David J Rice

The blog of freelance Designer & Developer, David Rice.

03 Oct 2007

So I’m out here in the London Docklands for the Future of Web Apps conference, so far it’s been entertaining and information packed. Managed to collect a couple of titbits from the talks today.

Steve Sounders from Yahoo gave a great talk based mostly upon his book “High Performance Web Sites”, great ideas on performance tuning a Web Site with a slight slant to focusing on the front end rather than the traditional back-end tuning. I’ll definitely be taking this approach in the future.

The man behind Ajaxian.com Dion Almaer presented about the beta software Google Gears, which looks to be a neat way of taking web applications offline. Though admittedly it looks like in the current form it’s only really suited for a number of applications (a-la google reader), might look at this again as I know I’ll be needing it soon with a forthcoming start-up.

Robin Christopherson gave us half an hour in a visual impaired person’s shoes, really inspirational. Seeing someone use a computer in such a competent manner without the use of sight, it has totally changed the way I view accessibility. Google appear as a role model for the industry whereas other giants like Amazon have a long way to go.

From Pownce, Daniel Burka showed everyone how to interpret user feedback in the short and long terms. An interesting insight into the patience and analysis required when dealing with waves of feedback after a big product lunch.

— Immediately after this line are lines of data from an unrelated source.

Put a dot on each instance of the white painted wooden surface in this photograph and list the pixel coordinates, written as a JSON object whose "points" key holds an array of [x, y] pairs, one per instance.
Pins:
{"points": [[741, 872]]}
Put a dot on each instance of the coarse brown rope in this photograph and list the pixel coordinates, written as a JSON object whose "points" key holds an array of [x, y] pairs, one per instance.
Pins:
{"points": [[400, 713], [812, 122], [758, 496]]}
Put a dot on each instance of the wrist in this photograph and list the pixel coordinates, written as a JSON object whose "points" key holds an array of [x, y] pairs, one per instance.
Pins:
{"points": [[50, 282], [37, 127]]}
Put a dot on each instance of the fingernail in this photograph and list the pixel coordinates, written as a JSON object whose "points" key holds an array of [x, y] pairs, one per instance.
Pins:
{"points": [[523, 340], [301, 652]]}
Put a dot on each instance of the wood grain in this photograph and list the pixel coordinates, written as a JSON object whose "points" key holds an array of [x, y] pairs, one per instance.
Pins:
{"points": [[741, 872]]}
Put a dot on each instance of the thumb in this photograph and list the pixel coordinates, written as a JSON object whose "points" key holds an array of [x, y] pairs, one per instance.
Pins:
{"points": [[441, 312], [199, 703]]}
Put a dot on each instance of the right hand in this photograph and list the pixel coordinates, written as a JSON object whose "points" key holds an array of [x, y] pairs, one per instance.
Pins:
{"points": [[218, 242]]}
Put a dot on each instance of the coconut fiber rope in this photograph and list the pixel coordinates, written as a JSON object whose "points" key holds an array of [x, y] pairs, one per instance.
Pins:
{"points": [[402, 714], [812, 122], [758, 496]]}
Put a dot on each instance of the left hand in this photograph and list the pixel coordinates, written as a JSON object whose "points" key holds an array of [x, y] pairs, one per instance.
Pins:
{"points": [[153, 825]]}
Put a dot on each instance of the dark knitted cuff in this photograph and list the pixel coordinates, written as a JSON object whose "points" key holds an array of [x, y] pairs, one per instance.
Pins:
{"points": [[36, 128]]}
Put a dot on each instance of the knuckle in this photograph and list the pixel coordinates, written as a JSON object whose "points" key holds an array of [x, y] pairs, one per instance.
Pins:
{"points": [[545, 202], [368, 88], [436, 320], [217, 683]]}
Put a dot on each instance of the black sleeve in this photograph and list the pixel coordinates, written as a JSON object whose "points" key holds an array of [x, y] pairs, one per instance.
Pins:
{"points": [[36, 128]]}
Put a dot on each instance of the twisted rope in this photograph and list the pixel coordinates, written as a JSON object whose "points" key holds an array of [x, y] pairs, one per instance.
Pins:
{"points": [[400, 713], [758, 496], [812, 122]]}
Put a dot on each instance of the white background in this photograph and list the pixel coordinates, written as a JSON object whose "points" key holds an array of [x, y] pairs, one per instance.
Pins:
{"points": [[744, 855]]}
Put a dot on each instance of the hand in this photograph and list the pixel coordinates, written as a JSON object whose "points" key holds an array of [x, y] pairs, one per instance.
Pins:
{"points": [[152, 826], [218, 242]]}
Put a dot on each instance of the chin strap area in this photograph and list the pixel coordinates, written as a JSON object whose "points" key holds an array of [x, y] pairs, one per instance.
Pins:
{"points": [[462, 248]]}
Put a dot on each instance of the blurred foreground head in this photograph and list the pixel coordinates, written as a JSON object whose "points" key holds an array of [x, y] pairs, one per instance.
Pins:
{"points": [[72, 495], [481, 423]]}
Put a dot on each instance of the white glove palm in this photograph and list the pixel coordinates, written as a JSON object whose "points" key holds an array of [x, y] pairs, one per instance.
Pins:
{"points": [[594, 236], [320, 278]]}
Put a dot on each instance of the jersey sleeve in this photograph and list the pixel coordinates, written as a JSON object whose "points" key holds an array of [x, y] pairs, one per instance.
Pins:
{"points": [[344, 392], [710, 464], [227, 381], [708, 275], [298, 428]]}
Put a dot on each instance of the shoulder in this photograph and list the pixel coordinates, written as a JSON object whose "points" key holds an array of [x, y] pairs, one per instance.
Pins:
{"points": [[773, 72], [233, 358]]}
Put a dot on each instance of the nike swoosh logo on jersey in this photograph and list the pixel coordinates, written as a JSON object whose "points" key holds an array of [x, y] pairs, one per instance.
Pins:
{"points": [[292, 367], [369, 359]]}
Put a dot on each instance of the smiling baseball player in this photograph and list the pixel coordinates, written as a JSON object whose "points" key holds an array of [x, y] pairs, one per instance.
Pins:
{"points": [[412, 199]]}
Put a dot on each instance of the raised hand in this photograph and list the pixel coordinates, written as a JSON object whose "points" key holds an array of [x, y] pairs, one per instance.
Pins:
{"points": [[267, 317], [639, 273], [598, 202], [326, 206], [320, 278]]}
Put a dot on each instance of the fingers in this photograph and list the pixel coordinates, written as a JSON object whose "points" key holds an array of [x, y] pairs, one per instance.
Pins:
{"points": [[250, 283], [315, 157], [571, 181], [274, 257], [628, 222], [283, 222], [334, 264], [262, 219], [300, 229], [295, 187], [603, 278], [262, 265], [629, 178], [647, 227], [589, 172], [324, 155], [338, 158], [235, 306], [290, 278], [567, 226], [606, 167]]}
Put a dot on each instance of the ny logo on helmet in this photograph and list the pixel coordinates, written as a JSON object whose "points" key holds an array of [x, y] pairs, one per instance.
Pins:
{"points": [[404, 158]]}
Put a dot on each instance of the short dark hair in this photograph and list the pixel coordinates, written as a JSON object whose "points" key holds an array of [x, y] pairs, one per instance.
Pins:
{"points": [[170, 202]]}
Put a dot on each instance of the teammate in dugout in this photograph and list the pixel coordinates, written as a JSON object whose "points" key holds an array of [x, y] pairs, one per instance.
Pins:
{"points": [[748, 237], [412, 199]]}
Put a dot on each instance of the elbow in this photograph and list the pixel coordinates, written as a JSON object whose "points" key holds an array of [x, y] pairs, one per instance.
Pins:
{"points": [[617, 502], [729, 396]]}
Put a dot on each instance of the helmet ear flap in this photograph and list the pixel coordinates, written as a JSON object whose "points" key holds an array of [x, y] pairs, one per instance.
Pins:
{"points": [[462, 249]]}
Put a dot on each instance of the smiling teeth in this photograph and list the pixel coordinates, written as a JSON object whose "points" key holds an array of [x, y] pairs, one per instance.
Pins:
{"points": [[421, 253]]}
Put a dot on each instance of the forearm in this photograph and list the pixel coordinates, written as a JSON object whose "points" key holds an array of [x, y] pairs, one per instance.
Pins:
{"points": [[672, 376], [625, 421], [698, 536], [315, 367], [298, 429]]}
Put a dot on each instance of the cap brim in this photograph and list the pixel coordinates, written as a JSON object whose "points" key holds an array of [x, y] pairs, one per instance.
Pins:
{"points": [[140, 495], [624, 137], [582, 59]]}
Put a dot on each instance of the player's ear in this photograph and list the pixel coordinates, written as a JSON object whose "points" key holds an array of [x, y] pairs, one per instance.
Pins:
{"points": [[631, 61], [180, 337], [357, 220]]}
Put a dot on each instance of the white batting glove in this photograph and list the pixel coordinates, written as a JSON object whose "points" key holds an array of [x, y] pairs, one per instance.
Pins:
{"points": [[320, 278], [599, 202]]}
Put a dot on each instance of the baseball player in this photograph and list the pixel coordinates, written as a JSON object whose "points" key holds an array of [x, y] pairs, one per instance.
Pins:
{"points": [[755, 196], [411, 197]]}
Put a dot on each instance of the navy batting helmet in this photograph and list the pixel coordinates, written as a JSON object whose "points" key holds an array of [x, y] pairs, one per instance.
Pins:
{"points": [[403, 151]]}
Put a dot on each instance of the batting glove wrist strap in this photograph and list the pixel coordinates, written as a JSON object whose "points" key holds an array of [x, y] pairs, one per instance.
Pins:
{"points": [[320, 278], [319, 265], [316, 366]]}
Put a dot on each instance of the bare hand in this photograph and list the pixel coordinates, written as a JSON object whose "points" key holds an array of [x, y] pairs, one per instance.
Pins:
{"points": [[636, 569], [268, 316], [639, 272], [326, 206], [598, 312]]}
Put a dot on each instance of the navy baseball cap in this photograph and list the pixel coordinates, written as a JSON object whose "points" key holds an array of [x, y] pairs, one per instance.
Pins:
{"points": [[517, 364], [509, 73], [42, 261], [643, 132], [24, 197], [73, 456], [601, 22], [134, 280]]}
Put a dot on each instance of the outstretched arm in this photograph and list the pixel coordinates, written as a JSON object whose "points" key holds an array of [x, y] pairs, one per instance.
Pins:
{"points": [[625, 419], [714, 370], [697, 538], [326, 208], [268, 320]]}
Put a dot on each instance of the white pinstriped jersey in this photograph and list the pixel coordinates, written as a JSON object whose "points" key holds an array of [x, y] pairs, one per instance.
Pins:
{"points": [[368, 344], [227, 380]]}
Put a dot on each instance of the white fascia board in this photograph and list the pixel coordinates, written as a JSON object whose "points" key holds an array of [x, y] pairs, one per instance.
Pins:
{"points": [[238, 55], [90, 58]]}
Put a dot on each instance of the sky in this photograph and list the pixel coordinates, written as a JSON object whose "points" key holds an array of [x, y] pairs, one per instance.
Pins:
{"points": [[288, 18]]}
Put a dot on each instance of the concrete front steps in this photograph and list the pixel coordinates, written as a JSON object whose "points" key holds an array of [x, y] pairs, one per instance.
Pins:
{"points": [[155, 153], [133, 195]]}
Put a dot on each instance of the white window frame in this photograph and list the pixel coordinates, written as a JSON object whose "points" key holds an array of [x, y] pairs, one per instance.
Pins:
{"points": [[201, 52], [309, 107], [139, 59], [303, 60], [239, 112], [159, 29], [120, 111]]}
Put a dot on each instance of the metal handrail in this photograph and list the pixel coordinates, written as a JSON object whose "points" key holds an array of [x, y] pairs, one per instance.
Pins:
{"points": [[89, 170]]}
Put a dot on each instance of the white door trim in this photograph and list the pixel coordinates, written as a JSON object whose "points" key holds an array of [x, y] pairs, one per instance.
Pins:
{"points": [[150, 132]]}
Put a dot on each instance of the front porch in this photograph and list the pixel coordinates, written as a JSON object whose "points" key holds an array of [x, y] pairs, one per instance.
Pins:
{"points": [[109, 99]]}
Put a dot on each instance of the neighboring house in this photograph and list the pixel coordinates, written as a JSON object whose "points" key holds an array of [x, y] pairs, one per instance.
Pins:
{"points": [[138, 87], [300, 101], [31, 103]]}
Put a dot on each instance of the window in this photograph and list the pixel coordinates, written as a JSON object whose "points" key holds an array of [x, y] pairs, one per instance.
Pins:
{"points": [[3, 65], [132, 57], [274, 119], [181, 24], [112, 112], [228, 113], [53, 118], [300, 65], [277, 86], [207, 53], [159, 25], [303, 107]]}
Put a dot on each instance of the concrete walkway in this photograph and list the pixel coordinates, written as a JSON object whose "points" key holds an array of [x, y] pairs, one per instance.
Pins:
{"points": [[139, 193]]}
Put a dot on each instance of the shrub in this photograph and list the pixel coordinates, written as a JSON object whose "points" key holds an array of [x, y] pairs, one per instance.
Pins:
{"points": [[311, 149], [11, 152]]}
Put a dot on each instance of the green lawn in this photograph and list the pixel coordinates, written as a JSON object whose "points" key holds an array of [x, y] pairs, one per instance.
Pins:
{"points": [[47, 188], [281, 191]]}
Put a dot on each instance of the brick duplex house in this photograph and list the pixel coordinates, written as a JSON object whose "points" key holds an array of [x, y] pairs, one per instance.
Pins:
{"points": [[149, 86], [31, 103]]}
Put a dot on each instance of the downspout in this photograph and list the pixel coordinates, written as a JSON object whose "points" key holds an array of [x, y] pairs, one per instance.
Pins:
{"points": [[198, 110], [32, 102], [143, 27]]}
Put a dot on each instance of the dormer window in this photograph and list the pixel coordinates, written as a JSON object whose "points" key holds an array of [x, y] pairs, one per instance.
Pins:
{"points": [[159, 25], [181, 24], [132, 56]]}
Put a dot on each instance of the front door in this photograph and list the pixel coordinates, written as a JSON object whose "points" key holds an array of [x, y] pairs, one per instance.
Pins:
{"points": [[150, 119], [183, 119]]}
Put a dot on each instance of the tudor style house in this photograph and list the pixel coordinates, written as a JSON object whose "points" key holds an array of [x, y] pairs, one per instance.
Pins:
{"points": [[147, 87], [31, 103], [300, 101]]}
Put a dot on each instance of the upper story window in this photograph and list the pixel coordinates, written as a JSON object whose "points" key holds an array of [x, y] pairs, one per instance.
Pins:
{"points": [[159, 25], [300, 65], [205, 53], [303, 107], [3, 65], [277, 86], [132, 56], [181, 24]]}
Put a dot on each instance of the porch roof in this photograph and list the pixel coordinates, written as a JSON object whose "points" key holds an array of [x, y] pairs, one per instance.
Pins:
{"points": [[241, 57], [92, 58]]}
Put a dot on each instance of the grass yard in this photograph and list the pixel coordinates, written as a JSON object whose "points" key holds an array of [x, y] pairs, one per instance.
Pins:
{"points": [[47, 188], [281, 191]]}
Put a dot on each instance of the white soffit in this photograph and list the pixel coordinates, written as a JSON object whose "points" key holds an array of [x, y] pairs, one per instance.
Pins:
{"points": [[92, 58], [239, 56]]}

Wordpress creator Matt Mullenweg talked through some of the architecture of Wordpress. For me the main takeaways were his thoughts about hiring in particular, the attitude that it’s good to say no. “If you have any doubts about a specific hire, just walk away. You didn’t need them yesterday so you can do without them tomorrow.” Probably not a direct quote but you get the picture. Hiring is the most important for a new start-up and it’s crucial to get it right. Another gem was also about specifically targeting particular segments of your user base with adverts. Instead of showing them to everyone they took the approach to showing them only to the small amount of users that are once off visitors coming in from a search engine. Great idea, keeping revenue and CPM up there whilst not spoiling the user experience for loyal visitors.

Matthew Haughey talked about his experience building a community with MetaFilter unfortunately I didn’t really get anything useful from this talk.

Heidi Pollock from bluepulse showed us how crazy designing for mobile browsers is at present, with some good practices for staying at least partially sane. Her last jab about iPhone web interfaces being ridiculously easy had me in stitches, with such a myriad of real mobile platforms to design for, getting an iPhone version out isn’t exactly a big accomplishment.

John Reisg gave people a brief look into what the future holds for Firefox, Javascript and a whole kit and caboodle of other tricks. Great stuff, I’m really looking forward to some of this. Especially IronMonkey, which is an attempt to enable coding Javascript in Ruby using the Tamarind engine donated by Adobe to the Mozilla Corporation (yes I’m still parsing that too).

Kevin Rose (you know who he is :)) ran through some of the lessons learned from launching Revision3, Pownce and oh yes of course Digg. Very interesting, totally struck a chord with his comments about the importance of starting small and bootstrapping than going the VC route straight off the bat.

After the serious stuff the whole conference was treated to an electric live recording of diggnation, Kevin & Alex were totally on form (aided slightly by a variety of import brews). Yes, hilarity did ensue. Followed by a bit of a party thrown by carsonified, did someone say free drinks? Good times. More tomorrow.